Vocals can be one of the trickiest elements to get right in a mix, either sounding too thin and distant or too close and separate from the rest of the track. However, the secret to a vocal that works isn’t really that complicated.

The starting point is a nice clean recording preferably with little or no room sound. If the room you’re using is to lively then consider hanging some blankets or using a rug to help tame the reflections. Avoid placing the microphone close to any walls or other surfaces and use a working distance of about 6 to 12 inches between the vocalist and the mic. Most of today’s budget condensor mics are capable of turning in a pretty good performance and if you have a few mics to choose between then experiment and see which best compliments the artist’s voice. If someone has quite a thin or top-end heavy sound then a dynamic mic can sometimes give better results. Taking time to get all this right is usually much easier and effective then trying to fix it later.

During recording if the vocalist can adjust their position slightly to match the volume, moving away on louder phrases then this will help to control the dynamics and make things easier later on. However, not all vocalists find this easy and it shouldn’t be at the cost of a good performance.

With a good take in the can, or compiled from various takes, use an audio editor to strip out the sections of the recording where no vocals are present. Also consider removing some of the breath or other noises if they aren’t integral to your vocalist’s sound.

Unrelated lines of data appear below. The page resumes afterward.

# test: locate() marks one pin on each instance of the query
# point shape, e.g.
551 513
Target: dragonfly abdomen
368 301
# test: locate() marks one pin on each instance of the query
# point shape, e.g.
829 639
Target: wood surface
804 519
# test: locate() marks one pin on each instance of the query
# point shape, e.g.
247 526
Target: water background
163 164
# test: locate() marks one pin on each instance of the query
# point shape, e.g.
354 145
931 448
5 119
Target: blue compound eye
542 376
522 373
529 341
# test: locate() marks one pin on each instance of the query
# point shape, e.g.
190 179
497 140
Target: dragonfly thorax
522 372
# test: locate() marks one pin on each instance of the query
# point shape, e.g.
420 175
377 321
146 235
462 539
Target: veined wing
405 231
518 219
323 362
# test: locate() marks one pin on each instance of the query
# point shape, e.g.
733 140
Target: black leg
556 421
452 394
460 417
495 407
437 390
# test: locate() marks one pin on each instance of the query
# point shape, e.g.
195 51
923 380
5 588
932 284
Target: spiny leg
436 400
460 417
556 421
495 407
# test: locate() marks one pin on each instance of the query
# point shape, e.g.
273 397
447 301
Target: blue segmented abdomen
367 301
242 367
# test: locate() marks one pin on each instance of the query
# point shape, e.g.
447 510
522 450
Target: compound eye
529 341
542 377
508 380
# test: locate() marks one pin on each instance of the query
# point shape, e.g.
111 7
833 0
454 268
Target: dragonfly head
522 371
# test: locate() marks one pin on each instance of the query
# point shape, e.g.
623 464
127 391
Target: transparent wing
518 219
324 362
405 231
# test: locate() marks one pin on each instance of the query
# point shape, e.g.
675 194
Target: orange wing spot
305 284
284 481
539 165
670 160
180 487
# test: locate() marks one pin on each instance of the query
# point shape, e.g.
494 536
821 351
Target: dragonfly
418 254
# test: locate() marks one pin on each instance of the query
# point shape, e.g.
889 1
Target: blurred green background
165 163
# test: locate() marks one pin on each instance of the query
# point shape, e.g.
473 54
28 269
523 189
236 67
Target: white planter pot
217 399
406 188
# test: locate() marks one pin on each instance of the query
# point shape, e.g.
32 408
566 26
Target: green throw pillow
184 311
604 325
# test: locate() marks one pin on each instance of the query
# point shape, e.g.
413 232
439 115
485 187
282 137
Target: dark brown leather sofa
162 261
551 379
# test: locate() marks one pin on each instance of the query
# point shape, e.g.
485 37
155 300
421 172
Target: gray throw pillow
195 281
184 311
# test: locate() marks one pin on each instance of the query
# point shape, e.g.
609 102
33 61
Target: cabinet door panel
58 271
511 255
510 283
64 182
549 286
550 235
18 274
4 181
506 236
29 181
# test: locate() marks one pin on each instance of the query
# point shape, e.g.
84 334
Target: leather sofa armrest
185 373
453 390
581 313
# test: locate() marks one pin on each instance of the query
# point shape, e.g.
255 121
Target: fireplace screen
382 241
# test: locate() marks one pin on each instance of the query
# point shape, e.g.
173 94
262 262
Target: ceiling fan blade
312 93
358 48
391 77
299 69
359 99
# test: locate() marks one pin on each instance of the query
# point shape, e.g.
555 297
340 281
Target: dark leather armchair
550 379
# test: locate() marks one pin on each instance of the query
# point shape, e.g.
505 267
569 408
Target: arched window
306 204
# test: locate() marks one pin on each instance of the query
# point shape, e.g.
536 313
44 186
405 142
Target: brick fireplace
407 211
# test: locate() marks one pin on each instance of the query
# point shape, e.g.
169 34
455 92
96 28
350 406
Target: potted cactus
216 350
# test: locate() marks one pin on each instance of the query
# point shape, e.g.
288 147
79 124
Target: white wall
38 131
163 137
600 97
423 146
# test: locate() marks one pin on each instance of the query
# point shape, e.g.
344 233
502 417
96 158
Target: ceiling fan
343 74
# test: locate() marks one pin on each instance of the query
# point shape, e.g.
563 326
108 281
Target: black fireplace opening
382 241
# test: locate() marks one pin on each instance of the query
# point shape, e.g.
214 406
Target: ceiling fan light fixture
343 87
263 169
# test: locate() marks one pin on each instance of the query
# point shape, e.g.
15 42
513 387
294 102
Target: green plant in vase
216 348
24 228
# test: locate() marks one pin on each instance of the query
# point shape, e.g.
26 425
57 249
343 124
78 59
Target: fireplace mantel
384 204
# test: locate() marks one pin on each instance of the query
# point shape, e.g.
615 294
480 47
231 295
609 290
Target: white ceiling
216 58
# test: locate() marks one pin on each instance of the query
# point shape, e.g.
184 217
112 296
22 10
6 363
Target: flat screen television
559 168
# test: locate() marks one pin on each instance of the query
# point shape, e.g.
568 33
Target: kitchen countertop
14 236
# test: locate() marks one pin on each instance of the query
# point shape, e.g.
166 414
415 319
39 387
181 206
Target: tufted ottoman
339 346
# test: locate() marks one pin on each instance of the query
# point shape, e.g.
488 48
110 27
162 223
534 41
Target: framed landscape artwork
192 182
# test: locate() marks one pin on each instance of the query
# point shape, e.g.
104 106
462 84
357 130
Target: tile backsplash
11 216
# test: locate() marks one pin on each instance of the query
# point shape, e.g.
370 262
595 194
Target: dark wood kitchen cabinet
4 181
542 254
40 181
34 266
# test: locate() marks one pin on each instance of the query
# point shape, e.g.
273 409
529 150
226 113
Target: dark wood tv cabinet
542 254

Now we’re ready to start processing the recording. First, use a hi-pass/low-cut filter around 80 to 150Hz to remove any low end noise that might be present. Then perform any corrective EQ, perhaps a slight cut to remove harshness or room ring for example, but hopefully this won’t be necessary with careful mic selection and positioning. Now use a compressor set to a fast attack time (0-10ms), short release time and a fairly high ratio (4:1-8:1). Set the threshold so that the compression only kicks in on the peaks, reducing the volume by around 3-5dB. The aim here is to try and contain the extremes of the vocal performance as transparently as possible. With this achieved we can now use a second compressor to help give a thicker overall sound. So use a longer attack time (12-25ms), a medium to slow release and a much lower ration (1.5:1-2:1). This time set the threshold so that the compressor is working most of the time, but never gives more then 4-5dB gain reduction. Another option is to use a parallel compression followed by a traditional compression. In this instance the traditional compressor would be set to somewhere between the two settings described above (we’ll cover parallel compression in a later tip).

You should now have a clean, neutral sounding and controlled sound that doesn’t jump out or disappear into the mix at various points. If there are points where the vocal is still too loud or too you could use volume adjustments to compensate, but you should also consider whether other elements of the mix could do with more dynamic control.

You’re now ready to put the icing on the cake. Often a dB or so hi-end lift using a shelving EQ around 9-12kHz can help add some air and extra clarity. Alternatively consider using an exciter to create much the same effect. But be careful as too much can end up making your vocal sound thin.

Choice of reverb will depend on the track, but a vocal plate or fairly short room setting can bring some extra width and liven up what is probably a fairly dead sound. It should also help the vocal sit back into the mix rather then appear to be placed on top. Try to avoid settings that have pronounced early reflections as you want to the reverb to create a kind of audio haze around the main sound rather then an obvious roomy sound.

The final step is to set the volume in the context of the track. Using commercial material for reference can be useful here. Turn the vocal all the way down and slowly bring it up until it sounds right. Try listening from another room as this can help reveal obvious balance problems. Don’t be afraid to make the vocal quite prominent, a lot of commercial material features very forward vocals and if you’re having your tracks mastered then the extra compression that will result from it fractionally too loud can make for an even fatter sound.

Getting a good vocal that will work in your mix will always require a degree of experimentation, but hopefully the suggestions above are a good guide to helping you get started.